Within 72 hours of their detention, such children are supposed to be transferred to shelters supervised by the U.S. Department of Health and Human Services. There they are supposed to have an opportunity to speak to social workers and receive a talk about their legal rights and options. Those options include asking for an immigration hearing before a judge rather than being deported immediately. Deportations of non-Mexican or Canadian children can take many days to coordinate in conjunction with their consular officials.

Mexican or Canadian children, by contrast, can be handed over to child-welfare officials in their countries within hours if they volunteer to be returned during screenings that Border Patrol agents are obliged to perform of these children. Mexican and Canadian minors can also ask to be transferred to a shelter and request an immigration hearing. But after quick screenings, many end up quickly returned at various ports of entry.

Legislative proposals — with some bipartisan support — are emerging in Congress to alter the anti-trafficking act, a move that’s dividing lawmakers. Changes to the law could give Border Patrol agents a role in screening Central American children shortly after they’re detained and then deporting them more quickly if they agree to being removed.

As the Center has reported, the Obama Administration has also supported the idea of streamlining interviews of minors, with officials suggesting that many children are not likely to qualify for asylum or other forms of legal status.

Speedy screenings that end in children agreeing to leave are controversial because Mexican minors have been deported back to dangerous circumstances, including servitude as drug “mules” and as sex workers, as the Center found in 2011. An in-depth report by the Texas legal aid group Appleseed, which led observations of such screenings, also found that kids were sent back to perilous conditions in Mexico.

For years, researchers who study Central America have warned that organized crime was gaining strength.

A Congressional Research Service report in February of this year surveyed the gang problem in El Salvador, Guatemala and Honduras and the struggle to address it. The U.S. Department of Justice has archived many reports assessing the growing threats of gangs. The Washington Office on Latin America also has a wealth of studies over the years warning of the need to address dysfunctional justice systems and continuing migration of kids and families that are divided. A 2010 report explores brutal practices by people smugglers.

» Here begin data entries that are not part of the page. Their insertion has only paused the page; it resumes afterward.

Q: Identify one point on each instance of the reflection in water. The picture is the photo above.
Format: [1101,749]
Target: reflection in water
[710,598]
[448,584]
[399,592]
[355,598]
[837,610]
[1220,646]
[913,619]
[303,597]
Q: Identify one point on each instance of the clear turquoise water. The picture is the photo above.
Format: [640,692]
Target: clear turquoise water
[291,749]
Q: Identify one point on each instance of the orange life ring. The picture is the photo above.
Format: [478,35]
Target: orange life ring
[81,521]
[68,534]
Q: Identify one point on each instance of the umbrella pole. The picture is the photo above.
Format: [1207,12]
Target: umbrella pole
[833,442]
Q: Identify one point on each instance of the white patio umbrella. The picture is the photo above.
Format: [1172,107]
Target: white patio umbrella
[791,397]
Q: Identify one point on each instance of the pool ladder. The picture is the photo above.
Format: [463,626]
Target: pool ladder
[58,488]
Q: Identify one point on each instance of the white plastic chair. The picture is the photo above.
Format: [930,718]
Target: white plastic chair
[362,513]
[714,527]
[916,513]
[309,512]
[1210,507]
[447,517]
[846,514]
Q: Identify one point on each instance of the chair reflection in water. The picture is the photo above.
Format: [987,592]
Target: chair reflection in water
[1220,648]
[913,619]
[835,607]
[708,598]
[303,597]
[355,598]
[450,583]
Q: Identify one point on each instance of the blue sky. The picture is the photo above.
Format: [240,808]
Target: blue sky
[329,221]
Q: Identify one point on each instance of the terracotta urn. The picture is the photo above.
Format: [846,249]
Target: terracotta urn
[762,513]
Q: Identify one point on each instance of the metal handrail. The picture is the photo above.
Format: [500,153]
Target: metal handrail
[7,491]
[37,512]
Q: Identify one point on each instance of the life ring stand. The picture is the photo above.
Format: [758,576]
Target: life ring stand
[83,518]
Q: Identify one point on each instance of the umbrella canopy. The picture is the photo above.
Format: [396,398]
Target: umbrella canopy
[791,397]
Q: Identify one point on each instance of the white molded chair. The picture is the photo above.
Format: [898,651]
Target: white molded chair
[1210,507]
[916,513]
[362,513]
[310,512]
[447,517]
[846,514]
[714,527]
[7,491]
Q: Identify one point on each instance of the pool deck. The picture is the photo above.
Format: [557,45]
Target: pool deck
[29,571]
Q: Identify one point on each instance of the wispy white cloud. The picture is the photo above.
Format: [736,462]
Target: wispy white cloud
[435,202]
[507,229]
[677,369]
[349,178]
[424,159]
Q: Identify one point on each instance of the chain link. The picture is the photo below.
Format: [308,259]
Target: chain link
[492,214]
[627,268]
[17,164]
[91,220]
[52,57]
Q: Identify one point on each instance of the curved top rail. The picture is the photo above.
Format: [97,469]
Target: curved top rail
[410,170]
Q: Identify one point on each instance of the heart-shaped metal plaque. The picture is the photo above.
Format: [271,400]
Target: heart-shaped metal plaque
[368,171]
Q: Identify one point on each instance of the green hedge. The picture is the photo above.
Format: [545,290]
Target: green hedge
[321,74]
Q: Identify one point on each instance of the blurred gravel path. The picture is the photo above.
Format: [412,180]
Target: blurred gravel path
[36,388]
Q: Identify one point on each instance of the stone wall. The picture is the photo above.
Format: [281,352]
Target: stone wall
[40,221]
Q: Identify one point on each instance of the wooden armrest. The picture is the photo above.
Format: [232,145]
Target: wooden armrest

Thousands of Central American adults hold temporary “protective” visas in the United States due to natural disasters, but cannot legally bring their children into the United States to live with them. The children are left behind in precarious circumstances — just one of the “push and pull” factors that help explain why children migrate, as an analyst with the Brookings Institution wrote.

The nonpartisan Migration Policy Institute also has produced a number of pieces describing the complex roots and difficult choices for addressing the influx of minors. In 2006, a report on the history of violence and migration explained that U.S. officials often resisted giving asylum to certain Central Americans during the civil wars in the 1980s.

“The United States,” the report says, “sided with conservative governments in El Salvador and Guatemala, labeling its actions anticommunist, and invested billions of dollars. When hundreds of thousands of Salvadorans and Guatemalans fled their homelands and sought asylum in the United States, this aid became the primary reason for denying the refugees’ tales of torture, forced recruitment, and other crimes. To accord them political asylum would have undermined the U.S. government’s policies.”

The United Nations High Commissioner for Refugees produced a report this year called “Children on the Run,” as the Center for Public Integrity reported in March. The report presents surveys of children explaining growing fear of violence and personal threats that U.N. officials argue constitutes a refugee crisis.